Measles can be a severe illness that causes symptoms like rash, high fever, cough, runny nose and red, watery eyes. In rare cases, patients face more serious complications, including pneumonia, encephalitis and even seizure and death.

The federal officials have long been stressing the importance of immunizing children against measles, mumps or rubella, but many parents refuse to vaccinate their children for religious reasons or because they think the shots may cause autism or other health problems.

These findings add to others revealed by another federal report released at the beginning of this week, according to which, one in four children does not comply with official vaccination recommendations because of missed doses of vaccines or vaccine lapses.

“We are concerned…about the population of people who are choosing not to be vaccinated, and whether we may be on the verge of facing larger-scale outbreak in the United States,” said Jane Seward of the CDC’s division of viral diseases, according to Reuters.

Sixty-three of the measles cases occurred in people who were unvaccinated or whose vaccination status was unknown. Unvaccinated persons are at risk of acquiring measles themselves and also transmitting the disease to others, including children who are too young to be vaccinated.

The outbreaks seem to have been triggered by 10 cases imported into the U.S. from other countries, particularly Switzerland and Israel, which are fighting very large outbreaks, Schuchat said. Forty-four other cases have been directly linked to the imported cases. The ages of those infected ranged between 5 months and 71 years.

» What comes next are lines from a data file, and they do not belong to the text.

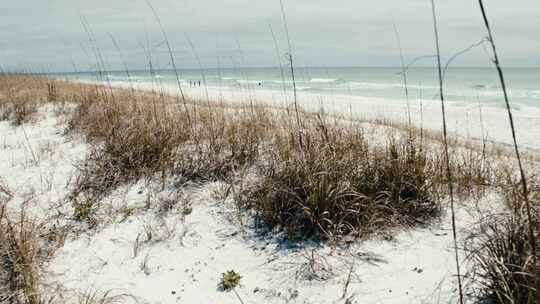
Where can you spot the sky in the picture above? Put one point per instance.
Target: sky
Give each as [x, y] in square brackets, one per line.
[66, 35]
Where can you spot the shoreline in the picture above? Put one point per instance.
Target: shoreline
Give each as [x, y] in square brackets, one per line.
[463, 119]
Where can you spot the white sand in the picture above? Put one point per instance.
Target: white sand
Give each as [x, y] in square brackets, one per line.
[185, 258]
[463, 118]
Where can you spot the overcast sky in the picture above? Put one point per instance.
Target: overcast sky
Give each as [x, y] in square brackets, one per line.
[49, 35]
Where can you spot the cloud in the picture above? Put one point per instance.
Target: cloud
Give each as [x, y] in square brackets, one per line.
[49, 34]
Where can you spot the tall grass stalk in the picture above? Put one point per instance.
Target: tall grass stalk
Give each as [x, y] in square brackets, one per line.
[290, 57]
[446, 154]
[403, 72]
[126, 69]
[173, 63]
[280, 65]
[525, 190]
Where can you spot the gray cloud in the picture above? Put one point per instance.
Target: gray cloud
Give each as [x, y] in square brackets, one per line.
[49, 35]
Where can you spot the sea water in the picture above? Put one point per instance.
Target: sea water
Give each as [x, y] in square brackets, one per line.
[461, 85]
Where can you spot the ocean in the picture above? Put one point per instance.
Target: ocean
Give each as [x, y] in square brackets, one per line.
[475, 108]
[462, 85]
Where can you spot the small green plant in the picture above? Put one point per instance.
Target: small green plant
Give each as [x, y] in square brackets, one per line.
[229, 280]
[82, 209]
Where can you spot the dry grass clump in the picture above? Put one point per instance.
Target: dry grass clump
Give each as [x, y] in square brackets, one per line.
[501, 247]
[136, 137]
[19, 261]
[330, 182]
[504, 267]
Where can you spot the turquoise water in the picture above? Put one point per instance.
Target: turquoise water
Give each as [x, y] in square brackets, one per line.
[461, 84]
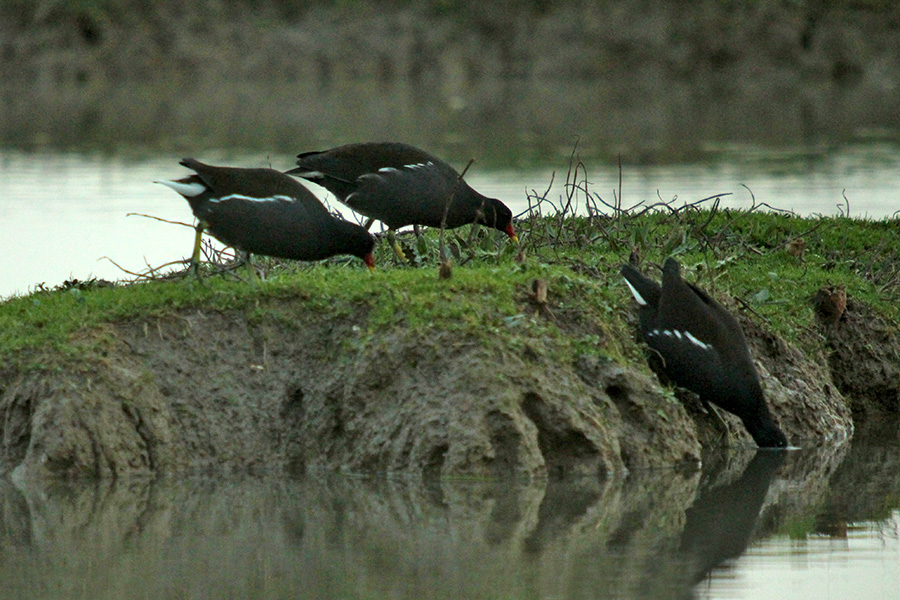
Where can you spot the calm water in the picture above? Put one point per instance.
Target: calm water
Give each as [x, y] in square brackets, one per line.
[65, 215]
[812, 524]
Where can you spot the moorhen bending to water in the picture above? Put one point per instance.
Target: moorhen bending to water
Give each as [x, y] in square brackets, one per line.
[702, 348]
[401, 185]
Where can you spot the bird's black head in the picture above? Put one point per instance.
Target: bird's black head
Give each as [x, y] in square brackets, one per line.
[497, 215]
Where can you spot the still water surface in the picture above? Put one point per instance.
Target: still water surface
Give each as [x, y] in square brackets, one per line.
[65, 215]
[815, 524]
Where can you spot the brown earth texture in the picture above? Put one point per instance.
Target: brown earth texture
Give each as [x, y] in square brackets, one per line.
[206, 390]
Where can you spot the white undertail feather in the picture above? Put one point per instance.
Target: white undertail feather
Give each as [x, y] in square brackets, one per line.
[188, 190]
[275, 198]
[695, 341]
[638, 298]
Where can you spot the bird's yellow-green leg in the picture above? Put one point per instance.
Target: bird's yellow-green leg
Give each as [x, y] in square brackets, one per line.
[194, 267]
[396, 246]
[254, 276]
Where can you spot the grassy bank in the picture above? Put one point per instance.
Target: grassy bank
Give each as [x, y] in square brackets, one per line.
[772, 263]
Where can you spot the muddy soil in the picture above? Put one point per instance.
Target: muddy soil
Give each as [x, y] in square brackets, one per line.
[218, 391]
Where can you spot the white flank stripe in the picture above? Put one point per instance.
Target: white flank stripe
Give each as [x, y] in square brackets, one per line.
[276, 198]
[310, 175]
[188, 190]
[695, 341]
[638, 298]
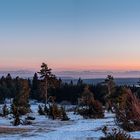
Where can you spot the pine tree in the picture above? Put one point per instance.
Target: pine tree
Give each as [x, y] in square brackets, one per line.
[48, 79]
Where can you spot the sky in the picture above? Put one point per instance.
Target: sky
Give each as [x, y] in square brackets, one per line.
[70, 34]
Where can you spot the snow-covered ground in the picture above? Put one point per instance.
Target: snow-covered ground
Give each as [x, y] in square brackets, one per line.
[45, 129]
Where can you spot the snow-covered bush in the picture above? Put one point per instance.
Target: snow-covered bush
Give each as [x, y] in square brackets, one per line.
[116, 135]
[89, 107]
[128, 112]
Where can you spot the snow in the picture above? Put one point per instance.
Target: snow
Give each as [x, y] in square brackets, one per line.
[77, 128]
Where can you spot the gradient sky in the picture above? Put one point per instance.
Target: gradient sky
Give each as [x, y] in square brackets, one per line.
[70, 34]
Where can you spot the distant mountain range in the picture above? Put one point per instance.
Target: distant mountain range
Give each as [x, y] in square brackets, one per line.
[76, 74]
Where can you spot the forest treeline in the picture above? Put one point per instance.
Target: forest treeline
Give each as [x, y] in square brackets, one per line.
[36, 88]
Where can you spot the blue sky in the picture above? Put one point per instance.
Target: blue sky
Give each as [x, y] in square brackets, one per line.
[70, 34]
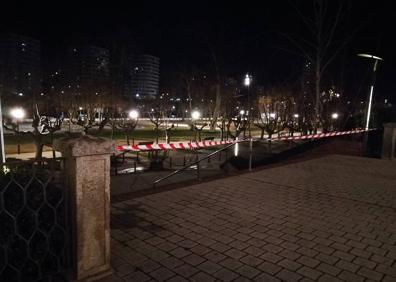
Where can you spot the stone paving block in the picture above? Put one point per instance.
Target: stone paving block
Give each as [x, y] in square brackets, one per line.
[235, 254]
[288, 276]
[220, 247]
[231, 263]
[186, 270]
[124, 269]
[180, 252]
[329, 269]
[176, 279]
[161, 274]
[388, 270]
[328, 278]
[193, 259]
[269, 267]
[350, 277]
[327, 259]
[290, 254]
[137, 276]
[343, 255]
[272, 248]
[171, 262]
[289, 264]
[271, 257]
[264, 277]
[209, 267]
[364, 262]
[215, 256]
[370, 274]
[309, 272]
[202, 277]
[308, 261]
[148, 266]
[248, 271]
[225, 275]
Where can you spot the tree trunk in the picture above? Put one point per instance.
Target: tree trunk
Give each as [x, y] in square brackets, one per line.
[127, 136]
[216, 110]
[39, 150]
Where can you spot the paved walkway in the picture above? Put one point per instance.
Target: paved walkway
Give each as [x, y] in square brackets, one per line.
[328, 219]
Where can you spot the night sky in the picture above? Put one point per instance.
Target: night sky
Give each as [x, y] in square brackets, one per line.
[247, 36]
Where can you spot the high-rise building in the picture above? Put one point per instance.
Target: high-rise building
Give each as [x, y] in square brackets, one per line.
[88, 70]
[145, 73]
[20, 65]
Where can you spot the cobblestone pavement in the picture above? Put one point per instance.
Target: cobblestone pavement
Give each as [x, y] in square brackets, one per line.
[328, 219]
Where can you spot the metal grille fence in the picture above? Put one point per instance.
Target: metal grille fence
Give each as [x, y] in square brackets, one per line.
[34, 231]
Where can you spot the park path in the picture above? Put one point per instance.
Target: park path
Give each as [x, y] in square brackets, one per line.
[326, 219]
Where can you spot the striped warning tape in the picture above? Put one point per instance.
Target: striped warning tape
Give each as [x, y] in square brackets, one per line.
[173, 146]
[204, 144]
[319, 135]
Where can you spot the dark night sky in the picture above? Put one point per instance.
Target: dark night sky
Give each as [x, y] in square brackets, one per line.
[246, 33]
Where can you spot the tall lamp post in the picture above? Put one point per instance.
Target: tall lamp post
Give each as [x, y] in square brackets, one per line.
[247, 82]
[1, 132]
[18, 114]
[376, 60]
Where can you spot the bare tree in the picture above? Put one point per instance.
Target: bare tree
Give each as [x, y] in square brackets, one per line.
[320, 48]
[275, 110]
[42, 124]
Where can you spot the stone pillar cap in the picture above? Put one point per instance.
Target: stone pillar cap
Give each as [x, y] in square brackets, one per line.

“We do expect many more cases this year than in 2001, based on what’s going on today. We have multiple near-simultaneous outbreaks with different importation sources. And we have gone on the third, fourth or possible fifth generation of transmission in some of these circumstances. So I think that there is reason for concern that we haven’t seen the end of this,” Schuchat warned.

Before the measles vaccination program, about 3–4 million persons in the U.S. were infected each year, of whom 400–500 died, 48,000 were hospitalized, and another 1,000 developed a chronic disability from measles encephalitis.